Ses cheveux flottent autour de son visage, un rire léger s’échappe juste avant qu’il ne la rattrape aux mêmes mots que la première fois « Pour me guider à la maison ». La musique s’élève, les embarque dans un flot mêlé à leurs émotions puissantes. Il la serre dans ses bras et l’embrasse passionnément.

Hors du temps. Hors des limites.

Elle se laisse glisser avec lui dans ce baiser dont elle ne s’éloigne que pour reprendre son souffle, le regard voilé par ses émotions. Ne lui laissant pas le temps de les comprendre pour le moment, il prend sa main, l’autre posée au creux de ses reins et l’entraîne dans une valse pour les derniers battements de la musique.

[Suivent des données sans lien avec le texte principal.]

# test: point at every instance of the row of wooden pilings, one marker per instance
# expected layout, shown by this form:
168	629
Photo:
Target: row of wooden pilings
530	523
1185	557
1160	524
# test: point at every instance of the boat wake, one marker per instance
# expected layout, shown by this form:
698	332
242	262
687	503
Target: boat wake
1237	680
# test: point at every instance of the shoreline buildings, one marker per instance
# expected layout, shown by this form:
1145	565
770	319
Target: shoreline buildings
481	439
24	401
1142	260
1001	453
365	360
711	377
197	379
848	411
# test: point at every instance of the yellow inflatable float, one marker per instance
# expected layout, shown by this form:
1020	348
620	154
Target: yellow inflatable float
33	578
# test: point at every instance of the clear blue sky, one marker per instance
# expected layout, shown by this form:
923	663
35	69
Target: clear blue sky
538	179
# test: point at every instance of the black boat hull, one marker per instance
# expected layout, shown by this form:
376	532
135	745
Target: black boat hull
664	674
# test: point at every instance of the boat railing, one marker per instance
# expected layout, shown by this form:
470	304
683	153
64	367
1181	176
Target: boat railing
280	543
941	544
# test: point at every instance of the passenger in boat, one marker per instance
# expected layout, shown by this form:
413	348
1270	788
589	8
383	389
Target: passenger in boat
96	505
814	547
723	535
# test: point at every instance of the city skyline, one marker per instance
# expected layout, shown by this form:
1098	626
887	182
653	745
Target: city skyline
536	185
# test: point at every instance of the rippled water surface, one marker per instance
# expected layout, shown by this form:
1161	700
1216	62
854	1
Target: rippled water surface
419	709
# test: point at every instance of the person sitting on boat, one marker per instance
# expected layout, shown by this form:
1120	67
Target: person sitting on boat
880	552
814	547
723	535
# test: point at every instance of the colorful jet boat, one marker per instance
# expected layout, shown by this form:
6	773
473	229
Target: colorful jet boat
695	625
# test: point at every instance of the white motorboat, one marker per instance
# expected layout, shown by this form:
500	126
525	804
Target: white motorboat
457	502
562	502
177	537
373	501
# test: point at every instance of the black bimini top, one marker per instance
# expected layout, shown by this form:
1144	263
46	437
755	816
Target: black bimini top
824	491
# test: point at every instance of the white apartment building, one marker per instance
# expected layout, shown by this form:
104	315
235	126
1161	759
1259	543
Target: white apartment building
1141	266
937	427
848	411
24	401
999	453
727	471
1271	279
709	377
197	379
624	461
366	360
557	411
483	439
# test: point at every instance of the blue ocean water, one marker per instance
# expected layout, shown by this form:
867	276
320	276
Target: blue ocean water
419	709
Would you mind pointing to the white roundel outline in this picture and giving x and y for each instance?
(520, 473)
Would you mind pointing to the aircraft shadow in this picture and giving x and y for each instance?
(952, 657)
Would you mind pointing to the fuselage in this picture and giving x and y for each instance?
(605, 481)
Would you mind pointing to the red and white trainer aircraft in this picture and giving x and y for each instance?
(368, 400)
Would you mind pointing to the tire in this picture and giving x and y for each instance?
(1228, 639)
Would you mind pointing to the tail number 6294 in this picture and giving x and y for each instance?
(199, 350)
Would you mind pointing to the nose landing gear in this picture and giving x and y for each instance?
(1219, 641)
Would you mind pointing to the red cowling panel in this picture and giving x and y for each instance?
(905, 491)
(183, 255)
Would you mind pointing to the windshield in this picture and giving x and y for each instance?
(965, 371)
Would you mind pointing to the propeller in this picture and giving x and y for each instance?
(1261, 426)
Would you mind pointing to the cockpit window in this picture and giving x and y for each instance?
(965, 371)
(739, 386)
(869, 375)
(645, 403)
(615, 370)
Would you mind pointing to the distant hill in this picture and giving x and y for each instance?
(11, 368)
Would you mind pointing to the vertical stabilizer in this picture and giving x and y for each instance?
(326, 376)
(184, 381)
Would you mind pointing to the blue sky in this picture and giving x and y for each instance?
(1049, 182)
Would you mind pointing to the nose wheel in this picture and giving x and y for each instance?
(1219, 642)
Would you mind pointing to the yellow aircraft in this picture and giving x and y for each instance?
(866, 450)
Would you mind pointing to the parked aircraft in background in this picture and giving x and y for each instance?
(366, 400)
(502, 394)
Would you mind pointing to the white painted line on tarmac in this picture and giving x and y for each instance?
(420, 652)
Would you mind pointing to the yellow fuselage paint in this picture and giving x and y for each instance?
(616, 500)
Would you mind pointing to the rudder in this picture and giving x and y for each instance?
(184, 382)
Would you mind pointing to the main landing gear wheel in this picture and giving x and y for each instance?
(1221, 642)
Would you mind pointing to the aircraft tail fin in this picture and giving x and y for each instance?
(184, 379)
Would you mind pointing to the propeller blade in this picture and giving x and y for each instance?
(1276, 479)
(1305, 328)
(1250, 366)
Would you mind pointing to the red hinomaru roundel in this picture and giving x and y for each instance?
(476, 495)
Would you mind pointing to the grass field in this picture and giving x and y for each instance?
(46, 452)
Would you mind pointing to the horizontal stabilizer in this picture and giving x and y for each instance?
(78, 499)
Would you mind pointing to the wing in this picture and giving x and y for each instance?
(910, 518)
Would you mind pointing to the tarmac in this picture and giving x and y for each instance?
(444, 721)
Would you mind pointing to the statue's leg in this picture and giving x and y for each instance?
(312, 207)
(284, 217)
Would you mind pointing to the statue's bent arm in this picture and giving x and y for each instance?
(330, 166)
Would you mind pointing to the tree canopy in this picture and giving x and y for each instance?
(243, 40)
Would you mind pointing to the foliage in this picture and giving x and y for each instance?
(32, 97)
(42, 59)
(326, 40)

Sur cette place devant le cinéma, personne ne les bouscule. Quelques regards se posent sur eux, mais par une quelconque magie, s’en désintéressent presque aussitôt pour poursuivre leur chemin. Ils sont ici et ils sont ailleurs, chez eux, là où ils vivent à l’unisson, et où rien n’existe qui peut les séparer.

La musique se termine et reprend quelques secondes après pour une dernière danse avant que la vie ne reprenne son cours et qu’elle ne risque de les éloigner à nouveau.

Il connaît ses doutes, ses peurs et ses questions à ce sujet. Il les ressent lorsque leurs lèvres se frôlent à nouveau et qu’il goûte à sa bouche arrosée du sel de quelques larmes discrètes. Ce baiser est un mélange entre un accueil et un adieu, lui laissant le choix, comme toujours.

Ce qu’elle ne sait pas encore, c’est qu’il a pris sa décision au moment où ses yeux se sont posés sur cette femme savourant sa musique au milieu de cette place devant le cinéma.

Il ne la laissera plus jamais s’éloigner.